Nos está resultando en estos encuentros que no sólo nos hemos adentrado en la muerte de Jesús sino también en nuestra muerte, en la muerte del hombre, no sólo refiriéndonos a la muerte del cuerpo; hemos de tener en cuenta que la antropología bíblica no separa el alma del cuerpo: el hombre es alma y el hombre es cuerpo. Y lo cierto es que la resurrección afecta al hombre entero. ¿Pero muere todo el hombre en la muerte? Hay que tener presente que, para la Biblia, el “alma” y el “cuerpo” no son dos partes o dos elementos separados que se juntan para construir al hombre; sino dos dimensiones del ser humano: el hombre es “alma” en cuanto que es libertad y capacidad de relación con Dios; es “cuerpo” en cuanto que es solidario de los demás y del mundo. En el pensamiento bíblico no existe un esquema dualista de alma y cuerpo. Por eso es preciso tener mucha prudencia al presentar la muerte como separación de alma y cuerpo; ese lenguaje, por lo demás bastante tradicional en la Iglesia, puede convertirse en un instrumento verbal indispensable para anunciar, en la predicación, la fe cristiana en la supervivencia del yo después de la muerte. Precisamente en cuanto “alma”, apertura a Dios Creador y Salvador, el hombre es inmortal, capaz de acoger el don de la vida divina. Pero esto no debe llevar a la conclusión de que la muerte sea un fenómeno puramente biológico que se refiera sólo al cuerpo, sin tocar para nada al alma. Todo el hombre, en las dimensiones del alma y del cuerpo, está manchado por el pecado; todo el hombre, alma y cuerpo, ha sido redimido por la muerte de Jesucristo.
La Biblia (Sagrada Escritura y Palabra de Dios) no quiere asustar con el pensamiento de la muerte ni inspirar un miedo saludable con sus relatos: tampoco quiere banalizar la muerte, despojándola de su terrible seriedad.

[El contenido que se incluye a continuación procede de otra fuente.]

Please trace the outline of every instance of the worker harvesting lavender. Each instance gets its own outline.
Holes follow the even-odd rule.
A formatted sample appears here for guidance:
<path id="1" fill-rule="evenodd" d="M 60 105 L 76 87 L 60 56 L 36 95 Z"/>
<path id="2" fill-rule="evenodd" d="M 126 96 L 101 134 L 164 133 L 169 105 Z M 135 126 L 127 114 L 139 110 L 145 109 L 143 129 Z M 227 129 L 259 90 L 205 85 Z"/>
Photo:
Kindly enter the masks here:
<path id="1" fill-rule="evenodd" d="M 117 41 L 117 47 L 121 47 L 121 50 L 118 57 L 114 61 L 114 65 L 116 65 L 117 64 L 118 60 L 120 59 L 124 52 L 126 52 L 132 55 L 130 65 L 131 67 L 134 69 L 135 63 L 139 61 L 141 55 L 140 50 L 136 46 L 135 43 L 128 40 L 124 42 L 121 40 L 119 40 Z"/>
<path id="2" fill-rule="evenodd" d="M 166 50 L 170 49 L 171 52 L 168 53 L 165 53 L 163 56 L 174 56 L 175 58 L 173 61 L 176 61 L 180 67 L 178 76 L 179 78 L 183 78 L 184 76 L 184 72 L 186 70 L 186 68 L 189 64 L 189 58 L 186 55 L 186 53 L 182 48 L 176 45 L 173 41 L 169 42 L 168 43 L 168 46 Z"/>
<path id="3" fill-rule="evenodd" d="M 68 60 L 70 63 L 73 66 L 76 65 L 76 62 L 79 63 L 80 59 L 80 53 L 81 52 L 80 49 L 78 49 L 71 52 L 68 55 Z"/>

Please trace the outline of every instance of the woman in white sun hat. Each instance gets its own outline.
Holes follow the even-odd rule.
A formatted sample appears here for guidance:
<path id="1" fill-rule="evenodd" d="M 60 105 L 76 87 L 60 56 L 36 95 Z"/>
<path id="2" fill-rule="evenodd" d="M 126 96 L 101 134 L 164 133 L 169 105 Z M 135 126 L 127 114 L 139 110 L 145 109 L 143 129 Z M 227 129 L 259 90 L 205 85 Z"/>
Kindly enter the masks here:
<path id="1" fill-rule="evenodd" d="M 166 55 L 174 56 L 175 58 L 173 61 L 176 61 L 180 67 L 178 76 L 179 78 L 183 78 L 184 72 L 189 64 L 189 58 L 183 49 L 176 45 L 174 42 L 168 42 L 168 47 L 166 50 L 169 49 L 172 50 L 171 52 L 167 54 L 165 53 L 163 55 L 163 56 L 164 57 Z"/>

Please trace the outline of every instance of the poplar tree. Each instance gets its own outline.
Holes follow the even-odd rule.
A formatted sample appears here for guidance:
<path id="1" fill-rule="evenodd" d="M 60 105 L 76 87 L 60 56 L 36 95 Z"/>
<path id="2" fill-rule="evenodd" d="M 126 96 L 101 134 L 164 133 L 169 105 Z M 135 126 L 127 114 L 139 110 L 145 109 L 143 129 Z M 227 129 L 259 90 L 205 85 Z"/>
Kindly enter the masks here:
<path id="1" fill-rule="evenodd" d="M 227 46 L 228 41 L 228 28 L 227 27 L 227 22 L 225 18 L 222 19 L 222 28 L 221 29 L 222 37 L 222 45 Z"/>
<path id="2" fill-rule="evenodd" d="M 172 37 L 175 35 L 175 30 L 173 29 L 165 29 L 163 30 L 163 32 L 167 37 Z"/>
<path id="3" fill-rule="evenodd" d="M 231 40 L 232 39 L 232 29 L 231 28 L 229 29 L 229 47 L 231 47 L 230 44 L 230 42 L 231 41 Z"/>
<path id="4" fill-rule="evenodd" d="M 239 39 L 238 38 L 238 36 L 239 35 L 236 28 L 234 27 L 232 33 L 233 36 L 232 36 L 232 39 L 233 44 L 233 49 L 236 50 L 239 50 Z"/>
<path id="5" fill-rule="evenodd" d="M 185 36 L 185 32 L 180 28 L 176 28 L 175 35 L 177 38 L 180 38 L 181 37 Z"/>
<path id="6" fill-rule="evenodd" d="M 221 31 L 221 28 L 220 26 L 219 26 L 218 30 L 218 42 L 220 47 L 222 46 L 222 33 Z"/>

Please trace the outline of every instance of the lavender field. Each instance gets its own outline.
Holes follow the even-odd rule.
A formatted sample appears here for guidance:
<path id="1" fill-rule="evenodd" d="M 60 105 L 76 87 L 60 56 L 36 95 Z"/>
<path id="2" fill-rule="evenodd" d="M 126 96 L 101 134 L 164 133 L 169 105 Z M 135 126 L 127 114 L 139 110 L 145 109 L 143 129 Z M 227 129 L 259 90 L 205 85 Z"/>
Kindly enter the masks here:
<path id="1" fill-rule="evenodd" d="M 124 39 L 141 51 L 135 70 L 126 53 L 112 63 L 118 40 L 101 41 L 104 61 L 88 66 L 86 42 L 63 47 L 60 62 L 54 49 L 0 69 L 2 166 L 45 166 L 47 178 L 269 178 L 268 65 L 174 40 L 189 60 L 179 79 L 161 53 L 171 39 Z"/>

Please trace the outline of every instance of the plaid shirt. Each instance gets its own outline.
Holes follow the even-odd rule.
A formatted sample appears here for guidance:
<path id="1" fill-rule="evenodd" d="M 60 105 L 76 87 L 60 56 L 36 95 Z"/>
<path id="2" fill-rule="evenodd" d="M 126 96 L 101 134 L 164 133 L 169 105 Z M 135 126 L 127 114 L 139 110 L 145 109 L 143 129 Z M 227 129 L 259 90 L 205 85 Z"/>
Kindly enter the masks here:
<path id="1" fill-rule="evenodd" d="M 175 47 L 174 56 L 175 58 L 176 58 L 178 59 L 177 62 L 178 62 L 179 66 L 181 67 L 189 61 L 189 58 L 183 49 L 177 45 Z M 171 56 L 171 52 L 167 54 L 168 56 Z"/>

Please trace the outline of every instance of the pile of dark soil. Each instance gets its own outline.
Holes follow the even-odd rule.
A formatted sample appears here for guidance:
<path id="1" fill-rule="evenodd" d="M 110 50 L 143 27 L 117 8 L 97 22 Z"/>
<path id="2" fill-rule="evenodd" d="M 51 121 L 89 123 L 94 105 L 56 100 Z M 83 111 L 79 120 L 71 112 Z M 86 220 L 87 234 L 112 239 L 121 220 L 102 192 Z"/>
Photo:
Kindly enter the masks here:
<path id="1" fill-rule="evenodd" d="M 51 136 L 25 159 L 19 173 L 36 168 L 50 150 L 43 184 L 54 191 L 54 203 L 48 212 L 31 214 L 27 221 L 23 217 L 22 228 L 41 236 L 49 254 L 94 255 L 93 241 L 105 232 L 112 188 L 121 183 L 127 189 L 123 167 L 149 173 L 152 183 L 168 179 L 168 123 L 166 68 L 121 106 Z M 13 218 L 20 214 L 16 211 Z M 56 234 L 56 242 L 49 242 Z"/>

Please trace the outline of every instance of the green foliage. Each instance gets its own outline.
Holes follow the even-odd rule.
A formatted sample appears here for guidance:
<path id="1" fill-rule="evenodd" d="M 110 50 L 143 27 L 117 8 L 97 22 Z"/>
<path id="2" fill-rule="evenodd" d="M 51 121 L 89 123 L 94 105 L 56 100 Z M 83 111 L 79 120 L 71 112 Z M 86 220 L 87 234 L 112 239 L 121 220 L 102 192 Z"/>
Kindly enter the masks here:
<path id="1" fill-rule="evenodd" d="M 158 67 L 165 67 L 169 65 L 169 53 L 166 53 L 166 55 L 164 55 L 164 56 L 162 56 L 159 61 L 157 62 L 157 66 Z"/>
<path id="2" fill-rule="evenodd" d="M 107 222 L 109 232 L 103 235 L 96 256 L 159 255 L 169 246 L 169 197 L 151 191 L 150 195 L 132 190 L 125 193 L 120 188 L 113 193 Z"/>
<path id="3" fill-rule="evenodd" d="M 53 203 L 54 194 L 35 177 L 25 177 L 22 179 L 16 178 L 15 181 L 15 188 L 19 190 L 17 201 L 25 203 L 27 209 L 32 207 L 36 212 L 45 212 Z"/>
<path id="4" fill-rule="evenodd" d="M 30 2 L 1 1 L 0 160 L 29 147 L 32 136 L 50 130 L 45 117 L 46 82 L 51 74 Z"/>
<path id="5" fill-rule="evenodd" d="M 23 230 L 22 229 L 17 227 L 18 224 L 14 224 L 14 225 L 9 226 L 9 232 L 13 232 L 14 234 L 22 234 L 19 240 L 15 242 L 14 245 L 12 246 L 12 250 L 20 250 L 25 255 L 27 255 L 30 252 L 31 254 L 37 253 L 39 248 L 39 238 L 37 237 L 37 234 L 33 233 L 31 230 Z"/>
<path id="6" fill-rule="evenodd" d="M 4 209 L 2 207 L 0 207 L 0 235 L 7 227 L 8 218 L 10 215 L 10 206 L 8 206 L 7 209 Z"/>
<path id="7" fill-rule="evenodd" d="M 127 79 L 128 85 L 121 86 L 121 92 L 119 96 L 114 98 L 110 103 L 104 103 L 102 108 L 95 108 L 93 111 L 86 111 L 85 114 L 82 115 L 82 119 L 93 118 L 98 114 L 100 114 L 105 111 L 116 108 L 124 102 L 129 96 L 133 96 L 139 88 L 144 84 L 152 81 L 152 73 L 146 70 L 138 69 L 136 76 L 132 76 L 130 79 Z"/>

Siguiendo la Palabra de Dios, se aprende sobre todo a no manipular la muerte, a mirarla y considerarla por lo que es. Sería un grave error comprender la fe bíblica como un ars moriendi, como un ejercicio sobre el modo de morir. El creyente no es un artista del morir: el ars moriendi es un juego fútil para afirmarse a sí mismo incluso en la muerte. El creyente acepta la vida de las manos de Dios, como don de su amor, y acepta el deber y poder morir con la misma confiada esperanza en Aquél que le concedió poder vivir. Y la medida de la fe no depende del miedo o no miedo de la muerte, porque en este caso el miedo no es vileza, sino horror de lo que es extraño a Dios mismo por ser negación de toda relación. Por eso toda la vida del creyente es un no a la muerte, una aceptación de la vida, a fin de vencer, con Cristo, incluso la muerte.